Caddell, the former Jimmy Carter adviser who consulted on the "Hope and the Change" movie that profiled disaffected Obama 2008 voters who were not going to vote for him in 2012, warned Republicans that the consultant-lobbyist-establishment complex may threaten to take the party into oblivion if not marginalized.
The Romney campaign, Caddell said, was driven be establishment consultants and was a failure of mechanics and message.
“But most of all, it was a failure of imagination,” Caddell said. ““It was the single worst campaign in modern history of a challenger who had a chance to win ... and that’s the truth and nothing can take away from that.”
Caddell said “Republicans never attempted to put a frame around the national election” because “the people who run the messaging in the Republican party and their consultants refused to do it.” 
...Too often, Caddell said the Republican consultant-lobbyist-establishment complex ignores anything that could be effective if it does not allow them to profit.
For instance, even though a Frank Luntz focus group found that the “Hope and the Change” movie was the most effective way for Republicans to appeal to independent voters, Caddell accused the Republican “consultant-lobbyist-establishment complex” of not utilizing the film because “that communication didn’t fit” in their conventional plans to make the consultant class wealthy.
Caddell said Republicans have to go away from a bureaucratic, top-down approach to messaging and outreach and be more imaginative in the future if they do not want to go the way of the Whigs.

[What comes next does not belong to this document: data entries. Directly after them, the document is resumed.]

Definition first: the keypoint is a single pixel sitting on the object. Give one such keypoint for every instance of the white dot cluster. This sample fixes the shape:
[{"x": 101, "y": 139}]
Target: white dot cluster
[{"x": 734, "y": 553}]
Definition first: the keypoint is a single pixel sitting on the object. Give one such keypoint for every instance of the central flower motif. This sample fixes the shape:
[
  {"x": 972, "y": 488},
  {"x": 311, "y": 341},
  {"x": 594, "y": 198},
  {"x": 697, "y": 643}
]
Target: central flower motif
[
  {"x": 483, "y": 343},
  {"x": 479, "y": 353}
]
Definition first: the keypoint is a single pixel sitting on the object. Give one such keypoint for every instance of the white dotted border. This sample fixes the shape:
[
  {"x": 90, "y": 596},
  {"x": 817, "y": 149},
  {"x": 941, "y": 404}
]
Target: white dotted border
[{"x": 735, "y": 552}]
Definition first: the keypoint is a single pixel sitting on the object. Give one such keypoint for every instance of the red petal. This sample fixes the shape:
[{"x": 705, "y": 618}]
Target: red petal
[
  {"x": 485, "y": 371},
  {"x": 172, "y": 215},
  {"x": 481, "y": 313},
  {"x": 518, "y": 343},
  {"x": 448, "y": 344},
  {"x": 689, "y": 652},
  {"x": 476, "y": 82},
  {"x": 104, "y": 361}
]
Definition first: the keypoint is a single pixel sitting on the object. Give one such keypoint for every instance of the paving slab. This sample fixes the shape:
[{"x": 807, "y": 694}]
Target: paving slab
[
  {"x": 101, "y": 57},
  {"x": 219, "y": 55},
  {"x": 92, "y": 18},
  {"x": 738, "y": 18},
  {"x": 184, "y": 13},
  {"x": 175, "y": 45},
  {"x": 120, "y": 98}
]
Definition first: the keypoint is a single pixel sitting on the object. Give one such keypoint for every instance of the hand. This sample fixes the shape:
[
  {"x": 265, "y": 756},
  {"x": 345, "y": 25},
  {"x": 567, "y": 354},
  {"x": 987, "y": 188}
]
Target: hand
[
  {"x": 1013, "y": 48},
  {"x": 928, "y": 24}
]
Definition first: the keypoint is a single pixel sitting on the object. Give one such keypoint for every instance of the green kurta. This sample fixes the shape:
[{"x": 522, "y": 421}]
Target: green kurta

He said Republicans have been so poor on combating narratives and framing their own messages that minorities -- like Asians -- voted overwhelmingly for Obama despite sharing conservative values because they think Republicans "do not care about minorities."
He said the Republican party needed to be more imaginative -- like promoting education reform against teachers unions as the new battle for civil rights and running against corruption in Washington, which a Breitbart News/Judicial Watch Election Night poll found 85% of voters were concerned about.
“Why are Republicans not the anti-establishment party?,” Caddell asked.
Caddell emphasized a “narrative is a story” that comes over a period of time and “not just a single message.”
He cited Ronald Reagan as someone who knew how to speak to Democrats and “ordinary and common” Americans and bring them over to his side because Reagan had been one of them and came from regular Americans and shared their experiences.
“That is a quality that has been missing a long time in a search for alternative candidate," Caddell said, in reference to Reagan's ability to resonate with blue collar Americans.
He's right. That was the key to Reagan's electoral success.  It wasn't because Reagan was a "cult of personality" figure. It was because Reagan had respect for the everyday American citizen, those who "make the country work." I noted earlier how Reagan warned the GOP could not limit itself to the "country club, big business image" it had, and in many ways went back to with the first George Bush Presidency (1989-1992).
 
But I guess it's hard to understand conservatism and making it relate to Americans of all backgrounds when all that motivates you is the next book you can sell, huh Ann?